Looking for the best chili of your life? You have found it. This chili is hefty with a sauce so good you’ll want to lick every last drop. The secret is to cut the beef small and to get it nice and crispy before adding it to the chili. The sugar and vinegar will help off set the heat and make it truly irresistible.
- 1 tbsp. canola oil
- 5 lb. boneless beef chuck, fat well trimmed and meat cut into 1/2″ cubes
- Kosher salt
- Freshly ground black pepper
- 2 medium yellow onions, diced
- 1 head garlic, peeled and crushed
- 2 tbsp. tomato paste
- 2 tsp. dried oregano
- 1 tbsp. chipotle chile powder
- 1 tbsp. ground cumin
- 1 (28-oz.) can fire-roasted crushed tomatoes
- 2 tbsp. packed dark brown sugar
- 2 tbsp. red wine vinegar
- Sour cream, for serving
- Shredded cheddar, for serving
- Thinly sliced green onions, for serving
- Lime wedges, for serving
- Tortilla chips, for serving
- In a large dutch oven over medium-high heat, heat oil. Season beef with salt and pepper. Working in batches, sear meat until golden brown, adjusting heat as necessary. Transfer to a plate.

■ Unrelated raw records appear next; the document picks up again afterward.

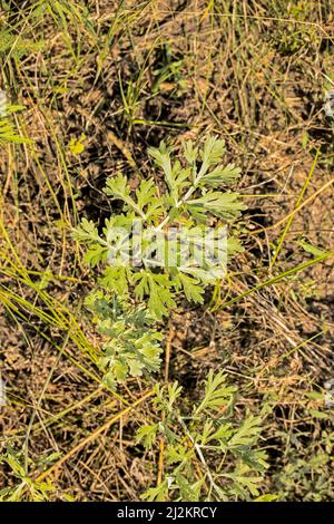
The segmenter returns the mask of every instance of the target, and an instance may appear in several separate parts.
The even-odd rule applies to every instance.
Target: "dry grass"
[[[138,499],[156,483],[159,456],[134,443],[154,418],[150,384],[102,386],[82,309],[92,280],[69,232],[110,213],[110,174],[151,173],[148,146],[215,133],[243,168],[245,252],[205,307],[175,311],[165,375],[195,398],[224,368],[239,413],[265,414],[264,492],[331,499],[330,464],[324,481],[306,465],[333,457],[330,410],[312,416],[323,405],[308,395],[333,378],[332,2],[59,0],[43,16],[37,3],[0,2],[0,87],[33,140],[0,145],[0,453],[50,479],[51,499]],[[327,255],[315,263],[301,241]],[[17,482],[3,464],[0,487]]]

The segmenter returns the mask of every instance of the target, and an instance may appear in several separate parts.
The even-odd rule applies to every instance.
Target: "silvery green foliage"
[[[175,298],[184,293],[189,301],[203,302],[205,288],[216,283],[224,275],[222,268],[210,266],[159,266],[144,258],[140,266],[108,265],[110,237],[117,229],[130,227],[140,220],[144,234],[144,252],[159,249],[148,233],[167,232],[170,227],[186,226],[191,234],[200,234],[213,219],[216,224],[233,224],[245,208],[237,193],[228,186],[235,182],[240,169],[233,164],[223,165],[224,140],[216,137],[206,139],[203,147],[186,142],[184,158],[175,158],[174,152],[165,143],[159,148],[150,148],[149,155],[164,174],[164,187],[158,188],[155,178],[143,179],[136,191],[130,188],[122,174],[109,178],[105,188],[112,201],[121,201],[122,212],[106,220],[100,234],[94,222],[82,220],[73,236],[88,246],[85,261],[91,266],[105,264],[101,285],[127,298],[130,293],[138,301],[147,302],[151,316],[160,320],[176,305]],[[163,190],[163,191],[161,191]],[[225,190],[225,191],[222,191]],[[117,239],[121,251],[124,239]],[[157,241],[158,242],[158,241]],[[227,240],[228,255],[242,251],[237,239]]]
[[[111,389],[128,375],[158,371],[163,336],[151,328],[154,319],[144,305],[132,307],[102,291],[90,293],[86,305],[105,339],[99,365]]]
[[[262,474],[268,467],[265,452],[257,447],[262,420],[249,414],[237,420],[235,394],[224,373],[212,371],[202,400],[193,407],[177,382],[156,386],[157,420],[138,429],[137,441],[150,450],[164,439],[165,476],[143,498],[225,502],[259,496]]]

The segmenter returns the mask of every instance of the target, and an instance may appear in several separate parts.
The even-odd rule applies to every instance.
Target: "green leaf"
[[[136,297],[139,300],[148,297],[148,309],[157,320],[161,320],[164,316],[168,314],[169,309],[176,305],[170,292],[168,275],[141,270],[134,275],[134,282],[138,282],[135,288]]]
[[[158,424],[141,426],[136,433],[136,441],[143,441],[145,449],[151,449],[154,443],[156,441],[158,429]]]
[[[185,205],[199,222],[206,222],[208,212],[226,222],[234,222],[246,210],[238,196],[237,193],[208,191],[198,198],[187,201]]]

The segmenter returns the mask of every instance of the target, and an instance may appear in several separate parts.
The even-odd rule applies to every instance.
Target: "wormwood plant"
[[[165,476],[143,496],[147,501],[230,501],[258,497],[266,454],[256,449],[261,417],[234,418],[235,388],[210,371],[202,400],[185,408],[177,382],[156,387],[158,421],[141,426],[137,441],[147,450],[165,441]],[[264,495],[262,499],[272,499]]]
[[[1,91],[0,91],[1,95]],[[30,140],[18,135],[16,125],[12,119],[12,115],[23,109],[21,106],[9,105],[6,110],[1,110],[1,98],[0,98],[0,146],[12,143],[12,144],[27,144]]]
[[[122,212],[107,219],[101,232],[87,219],[73,231],[73,237],[88,246],[85,261],[92,268],[104,265],[101,290],[86,302],[106,338],[100,365],[110,385],[159,368],[161,337],[154,322],[167,316],[181,294],[202,303],[205,288],[224,276],[226,258],[242,250],[233,235],[223,249],[219,243],[222,224],[233,224],[245,208],[237,193],[222,191],[240,173],[233,164],[222,164],[224,140],[208,137],[203,147],[186,142],[183,153],[183,159],[173,158],[174,151],[165,143],[150,148],[164,174],[161,185],[150,177],[132,191],[122,174],[109,178],[104,191],[111,201],[122,202]],[[140,226],[139,243],[129,233],[134,224]],[[207,243],[215,256],[203,259],[202,241],[210,224],[215,227]],[[178,232],[180,241],[175,243]]]

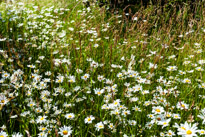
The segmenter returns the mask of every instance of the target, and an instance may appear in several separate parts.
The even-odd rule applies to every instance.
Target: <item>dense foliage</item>
[[[108,8],[0,4],[0,137],[205,135],[203,5]]]

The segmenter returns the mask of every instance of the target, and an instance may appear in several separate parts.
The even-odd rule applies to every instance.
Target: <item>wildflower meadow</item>
[[[153,10],[1,1],[0,137],[205,136],[205,3]]]

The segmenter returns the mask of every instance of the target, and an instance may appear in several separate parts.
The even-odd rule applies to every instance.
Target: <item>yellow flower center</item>
[[[185,128],[185,127],[181,127],[181,129],[186,130],[186,128]]]
[[[63,135],[67,135],[68,134],[68,131],[67,130],[64,130],[63,131]]]
[[[99,128],[103,128],[103,125],[99,125]]]
[[[191,134],[192,134],[191,130],[187,130],[186,133],[187,133],[188,135],[191,135]]]

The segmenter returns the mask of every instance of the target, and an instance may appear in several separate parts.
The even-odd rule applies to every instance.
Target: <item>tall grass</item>
[[[0,136],[204,135],[203,6],[0,9]]]

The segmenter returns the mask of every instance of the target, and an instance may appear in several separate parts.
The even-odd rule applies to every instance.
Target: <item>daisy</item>
[[[59,128],[59,134],[63,137],[68,137],[71,135],[72,131],[70,126],[63,126],[61,128]]]
[[[81,79],[86,81],[89,77],[90,77],[89,74],[85,74],[84,76],[81,76]]]
[[[75,115],[74,115],[73,113],[68,113],[68,114],[65,115],[65,117],[66,117],[67,119],[74,119],[74,118],[75,118]]]
[[[167,71],[176,71],[177,70],[177,66],[168,66],[167,67]]]
[[[191,80],[190,80],[190,79],[188,79],[188,78],[185,78],[182,82],[183,82],[183,83],[190,84],[190,83],[191,83]]]
[[[40,124],[42,124],[42,123],[46,123],[46,118],[47,118],[47,116],[38,116],[38,119],[36,120],[36,122],[37,123],[40,123]]]
[[[8,99],[6,98],[6,96],[5,95],[3,95],[3,94],[0,94],[0,105],[5,105],[5,104],[7,104],[9,101],[8,101]]]
[[[172,137],[172,136],[174,136],[175,134],[174,134],[174,132],[173,131],[171,131],[171,130],[169,130],[169,131],[167,131],[167,134],[166,134],[168,137]]]
[[[4,131],[1,131],[0,132],[0,137],[7,137],[8,135],[7,135],[7,133],[6,132],[4,132]]]
[[[96,130],[99,131],[100,129],[104,129],[104,124],[102,122],[99,122],[95,125]]]
[[[152,113],[155,113],[155,114],[161,114],[163,112],[164,112],[164,108],[160,106],[153,107],[152,109]]]
[[[47,136],[48,136],[48,134],[45,133],[45,132],[40,132],[40,133],[38,134],[38,137],[47,137]]]
[[[12,137],[23,137],[23,135],[18,132],[18,133],[14,133],[14,134],[12,135]]]
[[[203,129],[198,130],[198,133],[199,133],[200,135],[205,135],[205,130],[203,130]]]
[[[90,115],[89,117],[85,118],[84,121],[85,121],[85,123],[91,124],[94,119],[95,119],[95,117]]]
[[[196,124],[194,124],[193,126],[191,126],[191,124],[188,124],[187,122],[185,122],[184,124],[184,129],[178,129],[178,135],[182,135],[183,137],[193,137],[193,136],[197,136],[197,126]]]

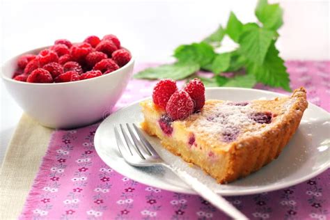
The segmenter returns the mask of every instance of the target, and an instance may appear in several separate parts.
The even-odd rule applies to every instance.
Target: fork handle
[[[197,178],[191,176],[188,173],[180,168],[173,167],[169,164],[164,164],[164,166],[170,168],[187,185],[191,187],[205,200],[210,202],[214,207],[222,210],[235,219],[248,219],[242,212],[236,209],[233,205],[227,201],[223,197],[218,195],[214,191],[211,189],[204,183],[199,181]]]

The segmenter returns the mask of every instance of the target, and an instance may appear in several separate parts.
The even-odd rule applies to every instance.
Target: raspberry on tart
[[[157,136],[164,148],[197,165],[219,183],[245,177],[277,158],[308,107],[304,88],[295,90],[291,97],[270,100],[209,100],[204,104],[202,93],[189,88],[198,84],[194,81],[176,91],[167,103],[173,109],[159,108],[152,100],[141,102],[141,127]],[[186,107],[189,93],[191,102],[196,98],[196,103],[203,103],[197,112]],[[174,110],[175,105],[182,103],[187,109],[184,116],[178,117],[182,115]]]
[[[152,91],[152,101],[155,104],[165,109],[171,96],[178,91],[174,80],[162,79],[157,83]]]

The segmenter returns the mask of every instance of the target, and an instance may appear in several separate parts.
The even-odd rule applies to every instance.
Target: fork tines
[[[136,155],[142,159],[158,156],[135,124],[126,123],[126,126],[120,124],[113,129],[118,150],[126,160]]]

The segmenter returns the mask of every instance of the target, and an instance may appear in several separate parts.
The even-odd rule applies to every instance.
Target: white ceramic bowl
[[[6,87],[26,113],[44,126],[66,129],[91,124],[112,112],[132,76],[133,57],[116,71],[86,80],[32,84],[11,79],[20,56],[46,47],[18,55],[1,67]]]

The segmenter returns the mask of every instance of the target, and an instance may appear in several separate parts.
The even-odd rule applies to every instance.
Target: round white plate
[[[217,88],[206,89],[207,99],[235,102],[271,99],[283,95],[256,89]],[[101,159],[117,172],[136,181],[177,192],[194,194],[169,170],[158,166],[138,168],[128,165],[120,155],[113,125],[143,120],[139,102],[132,104],[107,118],[95,136],[96,151]],[[315,177],[330,166],[330,114],[309,103],[300,125],[278,158],[258,172],[227,184],[219,184],[198,167],[190,167],[180,157],[162,148],[157,138],[147,139],[167,162],[184,168],[224,196],[246,195],[276,190]]]

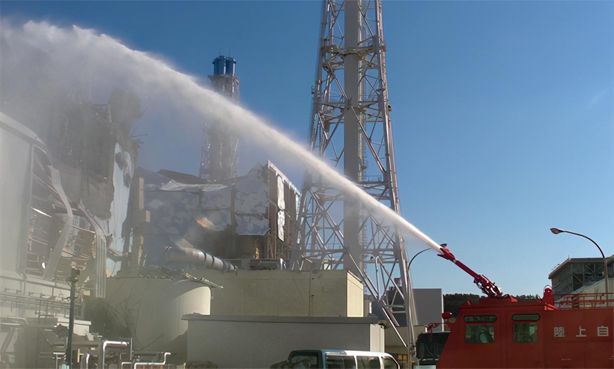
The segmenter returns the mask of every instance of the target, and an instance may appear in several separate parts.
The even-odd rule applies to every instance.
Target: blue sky
[[[614,2],[383,10],[403,216],[515,294],[540,294],[568,256],[599,255],[551,227],[614,254]],[[319,14],[315,1],[0,2],[2,17],[93,28],[203,78],[230,49],[242,103],[305,142]],[[146,153],[161,143],[143,139]],[[160,165],[195,171],[197,141]],[[433,254],[413,264],[416,287],[477,292]]]

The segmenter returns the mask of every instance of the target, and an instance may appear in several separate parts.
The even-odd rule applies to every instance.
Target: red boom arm
[[[491,282],[488,278],[485,277],[481,274],[478,274],[477,273],[473,272],[465,264],[462,264],[460,261],[456,260],[454,256],[452,254],[452,253],[449,251],[446,248],[442,247],[440,249],[441,251],[441,254],[438,254],[437,256],[441,256],[444,259],[446,259],[456,264],[458,267],[460,268],[465,272],[466,272],[469,275],[473,277],[473,283],[478,285],[480,289],[482,290],[482,292],[486,294],[489,297],[492,298],[499,298],[503,297],[503,292],[499,289],[499,287],[495,285],[494,283]]]

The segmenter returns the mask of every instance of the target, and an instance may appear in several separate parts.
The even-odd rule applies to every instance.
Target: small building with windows
[[[614,255],[607,258],[607,264],[608,283],[612,283],[609,280],[614,277]],[[601,257],[568,257],[557,265],[548,278],[551,281],[554,295],[580,293],[579,291],[589,286],[593,286],[591,292],[605,292],[604,287],[601,291],[593,291],[604,284],[604,259]]]
[[[612,323],[611,309],[555,303],[551,295],[526,302],[483,297],[461,306],[448,322],[437,367],[610,367]]]

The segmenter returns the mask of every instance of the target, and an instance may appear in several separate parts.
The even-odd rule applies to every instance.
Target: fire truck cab
[[[467,302],[448,322],[437,367],[612,368],[614,308],[600,295]]]

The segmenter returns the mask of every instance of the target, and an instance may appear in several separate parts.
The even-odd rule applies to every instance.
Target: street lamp
[[[604,258],[604,279],[605,280],[605,300],[607,300],[608,299],[608,294],[610,292],[610,290],[608,289],[608,261],[607,259],[605,259],[605,255],[604,254],[604,251],[602,251],[601,248],[599,247],[599,245],[597,244],[597,242],[595,242],[590,238],[587,237],[584,235],[580,234],[579,233],[575,233],[575,232],[570,232],[569,230],[562,230],[562,229],[559,229],[558,228],[551,228],[550,232],[554,234],[555,235],[558,235],[559,233],[569,233],[572,235],[575,235],[577,236],[580,236],[581,237],[584,237],[585,238],[586,238],[591,242],[593,242],[594,244],[595,244],[595,246],[597,246],[597,248],[599,249],[599,252],[601,253],[601,257]]]

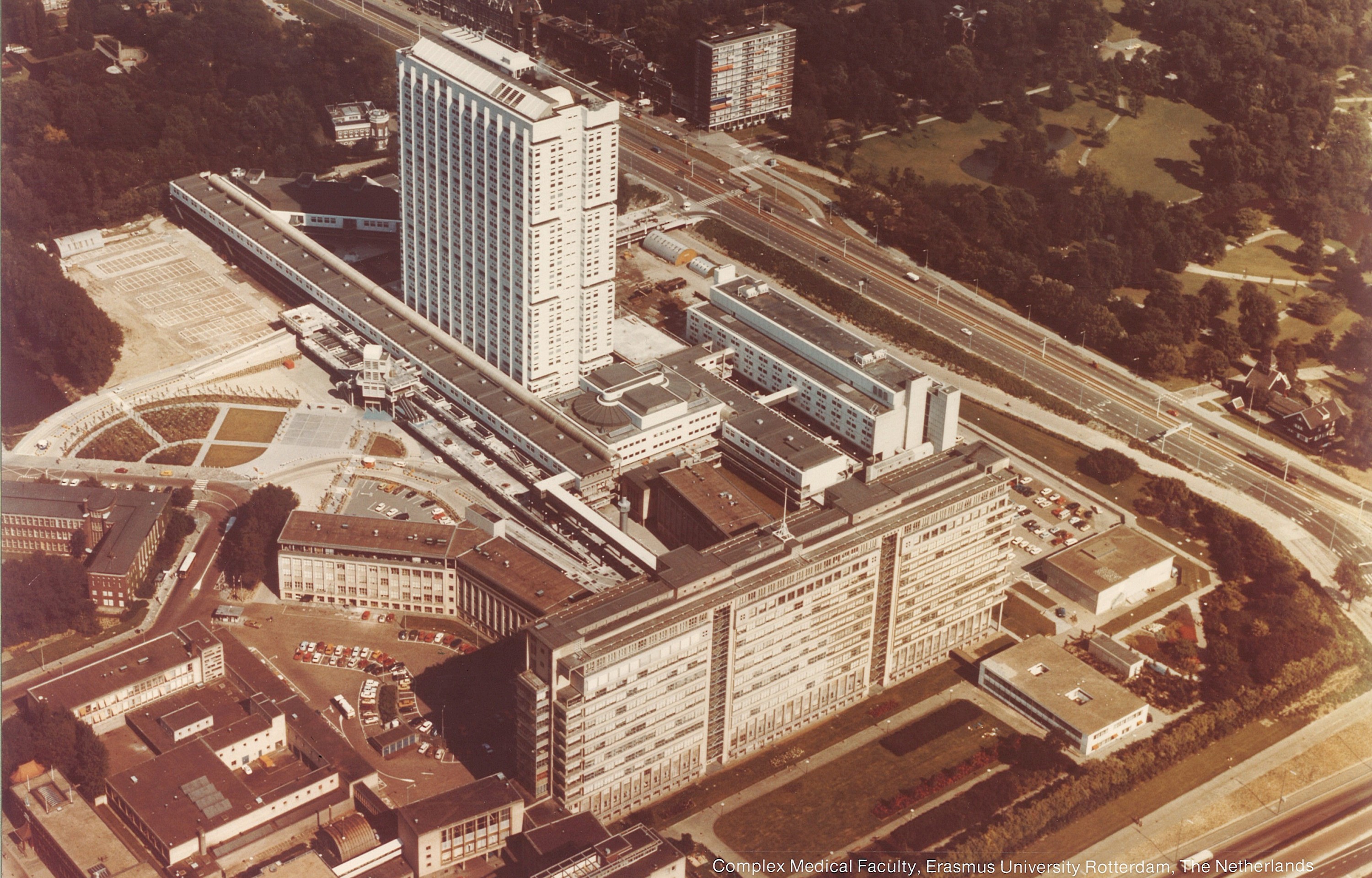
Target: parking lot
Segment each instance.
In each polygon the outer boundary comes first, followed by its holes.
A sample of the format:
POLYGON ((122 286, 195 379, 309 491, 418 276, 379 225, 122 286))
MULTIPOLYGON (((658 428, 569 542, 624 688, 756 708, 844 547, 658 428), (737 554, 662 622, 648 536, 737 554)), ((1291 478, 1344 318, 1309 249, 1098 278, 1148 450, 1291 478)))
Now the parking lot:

- Lower heat to medium and cook onion and garlic until softened and deeply golden, about 5 minutes, scraping up caramelized bits with a wooden spoon. Add tomato paste to pot and cook, mixing constantly until it is darkened in color, about 2 to 3 minutes.
- Deglaze pot with 4 cups water and add oregano, chili powder, cumin, seared meat, and tomatoes. Bring to a boil and reduce to a simmer and cook until meat is tender and falling apart, about 2 hours, adding more water as needed.
- Stir in sugar and vinegar and season with salt and pepper, if needed.
- Serve with sour cream, cheese, green onions, limes, and chips.